Panwas Blora menemukan lebih dari 14.000 kasus DPS bermasalah. Jumlah tersebut didominasi warga yang belum mendapatkan Nomor Induk Kependudukan (NIK) dan temuan 13 warga yang sakit jiwa terdaftar sebagai pemilih.
Panwas Kabupaten Blora menyatakan jumlah terbanyak temuan kasus jelang pemilihan kepala dan wakil daerah Pilkada Blora adalah pemilih tanpa NIK yang mencapai 11.754 jiwa disusul warga Blora yang pindah alamat antar kecamatan berjumlah 1.220 jiwa.

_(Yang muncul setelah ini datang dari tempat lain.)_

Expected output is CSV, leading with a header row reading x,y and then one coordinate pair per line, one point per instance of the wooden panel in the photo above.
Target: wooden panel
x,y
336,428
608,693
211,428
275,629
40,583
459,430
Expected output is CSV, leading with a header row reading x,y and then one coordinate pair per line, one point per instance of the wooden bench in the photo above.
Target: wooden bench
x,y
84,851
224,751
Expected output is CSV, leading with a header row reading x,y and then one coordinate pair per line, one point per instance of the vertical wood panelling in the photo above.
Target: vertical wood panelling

Berbeda dengan temuan kasus daftar pemlih sementara pada pileg dan pilpres yang lalu, jumlah warga sakit jiwa yang masih terdaftar pada DPS Pilkada tahun 2010 ini meningkat yakni mencapai 13 jiwa. Kebanyakan berasal dari Kecamatan Jepon Kabupaten Blora.

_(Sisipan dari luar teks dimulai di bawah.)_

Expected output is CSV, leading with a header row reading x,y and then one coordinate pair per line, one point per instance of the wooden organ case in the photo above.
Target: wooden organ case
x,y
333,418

Selain temuan tiga kasus menonjol tersebut, kasus lainnya yang cukup signifikan adalah masih terdaftarnya TNI Polri aktif serta temuan warga yang ikut pendidikan baik TNI maupun Polri di DPS.
Panwaskab Blora juga menyayangkan sikap apatis dari masyarakat Blora dalam mencermati DPS pemilu lalu dan pilkada yang akan datang.
Menurut Wahono, Ketua Panwas Kabupaten Blora, hal ini diperparah lagi dengan kinerja Petugas Pemutakhiran Data Pemilih (PPDP) KPU Blora yang kurang maksimal melakukan pendataan di 16 kecamatan se-Kabupaten Blora.
Secara terpisah, Moesafa ketua KPU Kabupaten Blora memberikan keterangan atas temuan kasus tersebut pihaknya masih terus menyelidiki dan akan terus melakukan revisi DPS sebelum menjadi DPT pada tanggal 9 Februari 2010 nanti.
Mengenai didapatinya data 13 warga yang sakit jiwa di DPS, pihaknya tidak berani memutuskan bahwa warga tersebut sakit jiwa. Untuk itu KPU Blora akan berkoordinasi dengan Dinas Kesehatan Blora untuk memutuskan apakah benar warga tersebut sakit jiwa atau tidak.
Data dari Panwaskab Blora hingga Jumat siang menyebutkan, kasus temuan pelanggaran DPS Pilkada Blora mencapai jumlah 14.812 kasus, diprediksi jumlah tersebut akan terus bertambah menjelang penyusunan DPT tanggal 9 Februari nanti.